Los problemas de congestión vehicular en nuestro país son una realidad que las autoridades buscan revertir, sobre todo considerando el crecimiento exponencial del parque automotriz que año a año se cifra en cerca de un 7%. 

Una alternativa a los autos son las motocicletas, que generan menor congestión vehicular, menos emisiones contaminantes y tienen un rendimiento más eficiente en términos económicos que un automóvil: el gasto en combustible por kilómetros es cuatro veces menor. 

Sin embargo, las cifras para obtener la licencia clase C, que te faculta para conducir vehículos motorizados de dos o tres ruedas, son preocupantes. Esto porque desde el 2012, cuando cambió el proceso de obtención de la licencia y se le introdujo mayor dificultad, hasta el 2015, poco más de un 50% de los postulantes fue rechazado. 

Desde la Asociación Nacional de Importadores de Motocicletas (Anim) entregan consejos para que la obtención de este licencia no se vea frustrada. Su vicepresidente, Cristián Reitze, señala en diálogo con Publimetro que la principal razón del rechazo es que “los exámenes se han ido poniendo más exigentes con el tiempo y, por otra parte, muchas gente se confía que conoce bien las reglas del tránsito cuando en realidad no las conoce tanto como cree, por lo que se toman el examen con cierta liviandad”. 

Agrega que “la contramedida más adecuada para revertir estas cifras es hacer un llamado a los postulantes a que estudien los contenidos del examen y se preparen con dedicación, ya que a veces las preguntas son muy específicas y con el conocimiento común y corriente que tienen los peatones no les va a dar para aprobar”. 

Gabriela Rosende, secretaria ejecutiva del Consejo Nacional de Seguridad de Tránsito (Conaset) señala a esta redacción que “no consideramos que haya un porcentaje alto de rechazo.
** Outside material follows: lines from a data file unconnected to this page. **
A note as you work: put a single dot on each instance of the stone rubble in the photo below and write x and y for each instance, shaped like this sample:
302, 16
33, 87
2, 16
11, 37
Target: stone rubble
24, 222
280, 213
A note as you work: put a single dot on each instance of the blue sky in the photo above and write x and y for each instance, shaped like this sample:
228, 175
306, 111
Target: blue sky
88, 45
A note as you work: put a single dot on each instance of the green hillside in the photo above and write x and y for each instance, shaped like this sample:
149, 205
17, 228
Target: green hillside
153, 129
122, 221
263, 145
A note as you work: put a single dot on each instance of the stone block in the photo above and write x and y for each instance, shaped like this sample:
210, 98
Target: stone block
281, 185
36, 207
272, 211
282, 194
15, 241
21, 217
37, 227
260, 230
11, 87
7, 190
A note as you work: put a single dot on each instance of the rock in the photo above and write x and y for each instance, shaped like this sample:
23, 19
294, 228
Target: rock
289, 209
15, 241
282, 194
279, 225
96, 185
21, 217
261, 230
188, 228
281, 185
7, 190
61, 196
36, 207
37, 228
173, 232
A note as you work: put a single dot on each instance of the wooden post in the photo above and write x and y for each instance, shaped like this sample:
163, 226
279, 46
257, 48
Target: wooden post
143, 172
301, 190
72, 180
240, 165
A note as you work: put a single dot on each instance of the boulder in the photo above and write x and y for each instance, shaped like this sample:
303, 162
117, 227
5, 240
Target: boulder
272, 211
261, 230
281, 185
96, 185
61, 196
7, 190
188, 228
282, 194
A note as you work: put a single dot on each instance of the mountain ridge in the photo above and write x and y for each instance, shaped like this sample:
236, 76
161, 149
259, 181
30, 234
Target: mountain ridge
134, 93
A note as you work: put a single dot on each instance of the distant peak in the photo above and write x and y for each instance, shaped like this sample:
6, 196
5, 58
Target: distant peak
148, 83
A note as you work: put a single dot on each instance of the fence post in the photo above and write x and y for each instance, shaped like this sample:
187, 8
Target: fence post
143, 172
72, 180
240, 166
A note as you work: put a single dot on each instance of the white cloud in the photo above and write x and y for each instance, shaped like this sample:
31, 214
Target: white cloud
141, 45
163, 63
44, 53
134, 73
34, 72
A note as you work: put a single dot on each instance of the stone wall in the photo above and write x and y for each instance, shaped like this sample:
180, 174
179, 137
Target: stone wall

Las personas están entendiendo que deben prepararse para rendir su prueba y eso ha quedado demostrado en que durante 2014 y 2015 el porcentaje de reprobación bordeó el 50%”. 

La autoridad agrega que “lo que se busca con este examen no es reprobar a las personas, sino asegurarse que poseen los conocimiento teóricos mínimos para desenvolverse en el tránsito”.

Una de las razones de la complejidad del examen es que el riesgo de accidentabilidad en una motocicleta, y también las consecuencias, pueden ser mucho más graves que en un auto. Sin embargo, Rosendo destaca que en Chile “la accidentabilidad no es tan alta como se cree, dado que el parque de motocicletas es reducido en Chile comparado con otros países de la región”. 

Cifras de Conaset señalan que durante el año 2014 hubo 5.878 accidentes de tránsito donde participaron motocicletas, dejando 123 motociclistas fallecidos y 4.973 lesionados. “Los motociclistas son unos de los usuarios más vulnerables de las vías, pues carecen de toda protección ante un impacto”, concluye la autoridad.